Relevant and meaningful Science ensures that our pupils relate the science they are learning to their own lives as well as working with contexts in the wider world.
St Mary’s provides access to all science subject knowledge and working scientifically objectives in a range of contexts to support the embedding of these concepts and skills. Each unit outlines:
the intentions for teaching and learning, including learning objectives (all of which are taken from the Programme of Study for Science, England);
identification of misconceptions that pupils might hold in different areas of learning;
key scientific vocabulary (with definitions);
‘Get started’ and ‘Let’s think like scientists’ – we include a ‘Get started’ opener which provides ideas for eliciting prior learning from previous activities as well as personal experiences at home and in the locality. ‘Let’s think like scientists’ provides questions to ask to encourage critical thinking and research, thus extending and challenging the pupils.
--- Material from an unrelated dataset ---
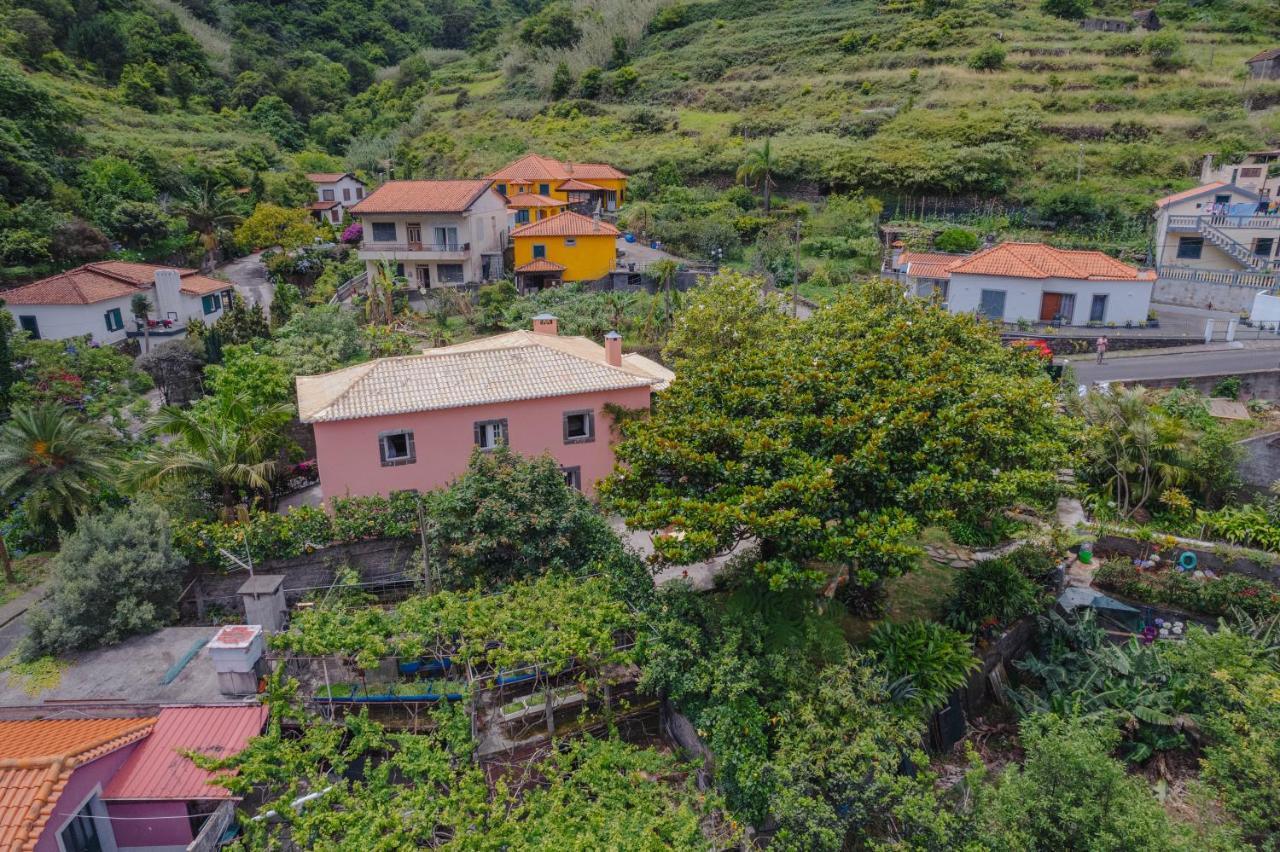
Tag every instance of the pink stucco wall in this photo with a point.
(350, 463)
(150, 824)
(83, 781)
Relevant and meaningful Science ensures that the science contexts are meaningful by setting content in a range of interesting contexts that are relevant to the pupils. It ensures that our pupils relate the science they are learning to their own lives as well as working with contexts in the wider world.
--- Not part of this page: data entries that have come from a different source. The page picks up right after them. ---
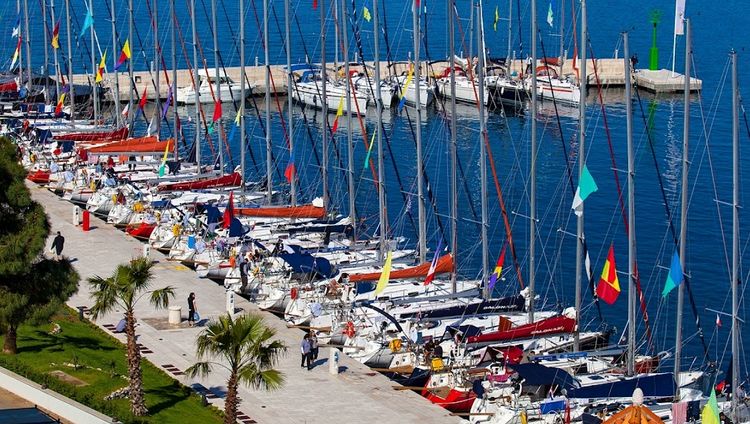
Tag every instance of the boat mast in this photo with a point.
(269, 163)
(217, 125)
(71, 87)
(683, 205)
(324, 99)
(454, 146)
(243, 92)
(116, 94)
(735, 238)
(379, 134)
(46, 51)
(289, 97)
(196, 90)
(418, 135)
(631, 206)
(482, 152)
(350, 142)
(54, 51)
(94, 69)
(532, 190)
(581, 163)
Practical activity is at the core of Science at St Mary’s. We develop pupils as independent learners who are curious and willing to ask and answer their own questions. Throughout the various units, we develop approaches which scaffold pupils in asking a range of questions and making their own decisions about how to answer them using the five scientific enquiry activities. Linked to developing pupil’s independence, we create opportunities where pupils are challenged to reflect on their learning through discussing ideas with adults and their peers, thereby articulating their learning.
Progressing pupil’s ability to communicate their understanding and explain their reasoning is central to primary science. There is an expectation that pupils should not only be able to talk about what they have been doing, but also why and what they have learned.
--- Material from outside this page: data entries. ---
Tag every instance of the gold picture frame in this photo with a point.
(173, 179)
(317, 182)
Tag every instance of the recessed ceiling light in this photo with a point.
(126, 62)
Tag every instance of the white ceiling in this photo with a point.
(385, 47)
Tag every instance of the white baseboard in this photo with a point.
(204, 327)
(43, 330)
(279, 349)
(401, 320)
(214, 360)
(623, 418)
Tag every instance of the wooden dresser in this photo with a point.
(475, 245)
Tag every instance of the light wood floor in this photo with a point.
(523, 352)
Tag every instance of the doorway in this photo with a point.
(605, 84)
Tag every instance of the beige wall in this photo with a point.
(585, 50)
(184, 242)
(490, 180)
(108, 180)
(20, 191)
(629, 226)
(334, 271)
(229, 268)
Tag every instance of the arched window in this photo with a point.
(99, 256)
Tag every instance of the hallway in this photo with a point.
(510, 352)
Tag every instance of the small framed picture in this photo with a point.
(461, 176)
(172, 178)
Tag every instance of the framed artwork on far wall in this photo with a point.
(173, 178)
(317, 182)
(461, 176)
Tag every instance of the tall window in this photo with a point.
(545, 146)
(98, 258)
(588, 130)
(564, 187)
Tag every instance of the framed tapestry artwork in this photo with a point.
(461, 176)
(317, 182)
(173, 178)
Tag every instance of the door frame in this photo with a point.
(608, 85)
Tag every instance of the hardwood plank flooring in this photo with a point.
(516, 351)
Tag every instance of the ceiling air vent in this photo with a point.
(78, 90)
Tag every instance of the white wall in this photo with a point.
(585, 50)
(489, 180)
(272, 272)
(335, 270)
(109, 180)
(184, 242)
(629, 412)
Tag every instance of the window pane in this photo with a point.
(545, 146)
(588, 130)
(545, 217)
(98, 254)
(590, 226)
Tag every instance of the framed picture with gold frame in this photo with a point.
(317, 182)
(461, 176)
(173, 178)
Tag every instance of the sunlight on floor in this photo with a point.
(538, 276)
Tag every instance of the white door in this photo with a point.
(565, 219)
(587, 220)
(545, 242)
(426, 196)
Everything a pupil does and thinks in science is important, so it is crucial that activities provide regular opportunities for pupils to engage in hands on practical activity as well as think about or research scientific ideas and skills.
Throughout the scheme pupils are engaged in asking questions and using one of the five science enquiry activities:
observation over time
fair or comparative tests
identification and classification
All activities are planned so that they are relevant to the learning outcomes and pupil’s experiences, ensuring that they are timely and meaningful. Where appropriate they are hands-on, ensuring that pupils engage in regular first-hand experience using a range of equipment, including ICT where suitable, to enhance and deepen learning. Pupils are asked to communicate their science using different approaches, e.g. writing, drama, poetry, discussion, modelling and using ICT (to create video clips, etc.). Engaging pupils in a range of approaches to communicating science ensures that all pupils can share ideas and by listening to themselves articulate ideas, pupils engage in self assessment, either reinforcing their learning or changing ideas and therefore moving learning on.
By using different approaches to recording and communicating, all pupils can share their science, which means that teachers can access learning through assessment and use outcomes to plan next steps.
Key scientific vocabulary is shared with pupils the expectation that these words should be learned. A pupil’s ability to use scientific words appropriately is an indicator of understanding of knowledge and skills. Teachers use a pupil’s ability to use key words as part of assessment for learning, listening for how the words are used and, if necessary, asking follow-up questions to check depth of understanding.
Pupils develop their knowledge and skills through a series of planned activities linked to the curriculum which build on previous and personal knowledge. To assess the impact, teachers evaluate the knowledge and skills that pupils have gained against the original expectations of activities (the intent). This is indicated by the outcomes assigned to each activity. What and how well pupils have achieved will be accessed through using a range of approaches to assessment for learning. It is important that assessment supports a pupil’s journey through the science curriculum to ensure appropriate outcomes for each individual.
Assessment is an integral part of activities. The learning objectives at the beginning of each activity show the intention for learning and these are then used as the basis for assessment, the criteria for which are outlined in the assessment section, split into subject knowledge and working scientifically.
Assessment statements are differentiated so that our teachers can assess the progress of different groups in their classroom, suggesting how the teacher could assess pupils. Teachers consider what to look for when carrying out a formative assessment and consider next steps for pupils.
Teachers observe children working, listen to their discussions and use questions to probe understanding and reasoning, alongside their writing and other products such as video clips, models and role play activities.
As pupils progress through the primary years, self and peer assessment is another approach to complement our teacher assessment. Not only does this develop a pupil’s ability to reflect on their own learning, it also provides teachers access to how well pupils perceive their learning to be progressing and why. A feature of our planning is the application of ‘Working Scientifically Skills’ and ‘Knowledge and Understanding’ through regular problem solving activities. Challenging pupils to apply their learning in new contexts provides opportunities for them to further embed ideas and skills. Assessing how pupils respond to applying their knowledge and skills is an indicator of how successful their leaning has been.